REperfusion Facilitated by LOcal Adjunctive Therapy in ST-elevation Myocardial Infarction

ST-elevation Myocardial Infarction (STEMI) Clinical Trial

— REFLO-STEMI  

Official title:

Randomized Controlled Trial Comparing Intracoronary Administration of Adenosine or Sodium Nitroprusside to Control for Attenuation of Microvascular Obstruction During Primary Percutaneous Coronary Intervention

Clinical Trial Details — Status: Completed

Administrative data

• NCT number: NCT01747174
• Other study ID #: CLRN 53469
• Secondary ID: 2010-023211-3409
• Status: Completed
• Phase: Phase 2
• First received: November 20, 2012
• Last updated: June 15, 2015
• Start date: October 2011
• Est. completion date: December 2014

Study information

• Verified date: June 2015
• Source: University Hospitals, Leicester
• Contact: n/a
• Is FDA regulated: No
• Health authority: United Kingdom: National Institute for Health Research
• Study type: Interventional

Clinical Trial Summary

The purpose of this study is to determine whether intra-coronary adenosine or sodium nitroprusside (SNP) delivered selectively via a thrombus aspiration catheter (or if unsuccessful via a coronary microcatheter) following thrombus aspiration in Primary Percutaneous Coronary Intervention (P-PCI) reduces microvascular obstruction (MVO) parameters and infarct size as measured with cardiac MRI, compared with standard treatment following thrombus aspiration in patients presenting with ST-elevation myocardial infarction (STEMI).

Description:

>100,000 patients suffering STEMI present in the UK each year. P-PCI in the UK is increasing exponentially. In 2004 there were <1500 P-PCI and in 2007 and 2008 these figures had increased to 5902 and 9224 respectively (BCIS database).
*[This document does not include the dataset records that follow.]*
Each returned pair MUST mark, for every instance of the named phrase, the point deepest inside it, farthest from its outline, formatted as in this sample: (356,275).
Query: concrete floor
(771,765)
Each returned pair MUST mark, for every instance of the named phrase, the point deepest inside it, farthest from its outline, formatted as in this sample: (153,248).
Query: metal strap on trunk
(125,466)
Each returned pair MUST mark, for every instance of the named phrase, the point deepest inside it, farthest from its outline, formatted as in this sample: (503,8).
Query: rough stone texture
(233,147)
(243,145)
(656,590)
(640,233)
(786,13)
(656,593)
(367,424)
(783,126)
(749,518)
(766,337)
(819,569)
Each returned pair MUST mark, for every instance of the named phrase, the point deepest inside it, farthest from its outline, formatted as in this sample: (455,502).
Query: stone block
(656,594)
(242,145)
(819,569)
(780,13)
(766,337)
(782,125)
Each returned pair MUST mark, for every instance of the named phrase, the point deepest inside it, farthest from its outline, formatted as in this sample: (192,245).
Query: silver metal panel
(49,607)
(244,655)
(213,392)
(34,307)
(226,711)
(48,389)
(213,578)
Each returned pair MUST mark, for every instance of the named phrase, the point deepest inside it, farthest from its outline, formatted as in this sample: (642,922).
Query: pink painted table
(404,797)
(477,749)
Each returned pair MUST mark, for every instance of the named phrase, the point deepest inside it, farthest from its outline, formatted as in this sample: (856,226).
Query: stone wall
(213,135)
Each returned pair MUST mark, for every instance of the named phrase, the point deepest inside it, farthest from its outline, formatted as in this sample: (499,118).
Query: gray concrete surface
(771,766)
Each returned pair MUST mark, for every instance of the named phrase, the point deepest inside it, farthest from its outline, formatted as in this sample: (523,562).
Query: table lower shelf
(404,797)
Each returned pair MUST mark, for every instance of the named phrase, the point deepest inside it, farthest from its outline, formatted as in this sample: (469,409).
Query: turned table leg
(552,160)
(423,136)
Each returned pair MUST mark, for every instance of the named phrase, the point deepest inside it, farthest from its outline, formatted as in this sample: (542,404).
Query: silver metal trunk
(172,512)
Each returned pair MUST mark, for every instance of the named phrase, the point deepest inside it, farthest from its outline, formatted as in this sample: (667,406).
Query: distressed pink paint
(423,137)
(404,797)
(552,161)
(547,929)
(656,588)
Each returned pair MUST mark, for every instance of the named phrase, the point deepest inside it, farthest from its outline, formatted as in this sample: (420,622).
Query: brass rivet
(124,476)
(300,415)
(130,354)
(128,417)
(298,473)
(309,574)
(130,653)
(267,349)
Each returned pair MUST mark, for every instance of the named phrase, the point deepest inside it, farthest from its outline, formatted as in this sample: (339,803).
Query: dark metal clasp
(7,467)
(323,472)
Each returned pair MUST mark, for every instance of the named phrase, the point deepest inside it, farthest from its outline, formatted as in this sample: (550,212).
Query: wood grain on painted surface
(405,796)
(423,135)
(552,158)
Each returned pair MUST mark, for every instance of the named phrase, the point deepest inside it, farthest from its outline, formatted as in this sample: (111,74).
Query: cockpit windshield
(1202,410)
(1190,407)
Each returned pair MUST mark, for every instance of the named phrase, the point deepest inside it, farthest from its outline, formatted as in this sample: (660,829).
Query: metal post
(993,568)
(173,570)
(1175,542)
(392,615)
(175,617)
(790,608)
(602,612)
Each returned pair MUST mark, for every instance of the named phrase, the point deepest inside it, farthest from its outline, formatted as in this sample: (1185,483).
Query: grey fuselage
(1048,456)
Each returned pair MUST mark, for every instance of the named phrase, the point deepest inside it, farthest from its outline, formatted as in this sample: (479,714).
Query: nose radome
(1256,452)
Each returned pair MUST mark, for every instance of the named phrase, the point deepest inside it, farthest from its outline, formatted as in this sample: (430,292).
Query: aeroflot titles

Although P-PCI delivered quickly is more effective than thrombolysis, the efficacy of this, essentially mechanical, technique is limited by the unpredictable phenomenon of no-reflow and the under-stated lesser degrees of MVO. As more UK centres adopt P-PCI the dilemma of how to attenuate MVO will remain. Currently there is no consensus on the optimal management to prevent or attenuate MVO particularly when thrombus laden lesions are treated with P-PCI.

There is divergent clinical practice, even within institutions, in the UK and worldwide. This is because there is no solid evidence base to inform clinicians. The current options for interventional cardiologists are:

1. Routinely aspirate thrombus and give IC vasodilator during the intervention but only in high burden thrombus formation lesions.

2. Perform a standard P-PCI only and then give IV vasodilator if angiographic no-reflow develops.

3. Routinely consider that angiographically silent MVO (i.e a grade below true "no-reflow") may have important impact on infarct size and clinical outcome and treat prophylactically.

Few if any clinicians follow this thinking. Indeed, it appears impossible to predict the incidence of (no-reflow/MVO) from the presenting angiogram (pre- or post- wire or balloon) and it can be argued that irrespective of thrombus burden it would be better to undertake prophylactic treatment in all patients, following the use of aspiration catheter, with delivery of agents able, in theory at least, to reduce (angiographically undetectable) MVO. Several studies of IC adenosine or SNP have shown favourable effects in attenuating MVO. However, the size of effect with either drug and whether indeed there is a difference between them in reducing MVO and infarct size is undetermined.

The objectives of our proposed study are to determine:

1. Whether adjunctive pharmaco-therapy at time of P-PCI and following thrombus aspiration, reduces CMR-determined MVO and infarct size.

2. Whether there is a difference between adenosine and SNP in reducing CMR-detected MVO and infarct size, both given selectively and distally via a thrombus aspiration catheter or a coronary microcatheter.

3. The correlation of angiographic, including the recently designed computer-assisted myocardial blush quantification 'Quantitative Blush Evaluator'(QuBE), and other myocardial perfusion markers, with CMR detected MVO and infarct size, as well as with clinical outcome (MACE) at 30 days.

Recruitment information / eligibility

• Status: Completed
• Enrollment: 247
• Est. completion date: December 2014
• Est. primary completion date: October 2014
• Accepts healthy volunteers: No
• Gender: Both
• Age group: 18 Years and older

Eligibility

Inclusion Criteria:

• = 18 years age.

• Informed ASSENT (verbal consent) prior to angiography.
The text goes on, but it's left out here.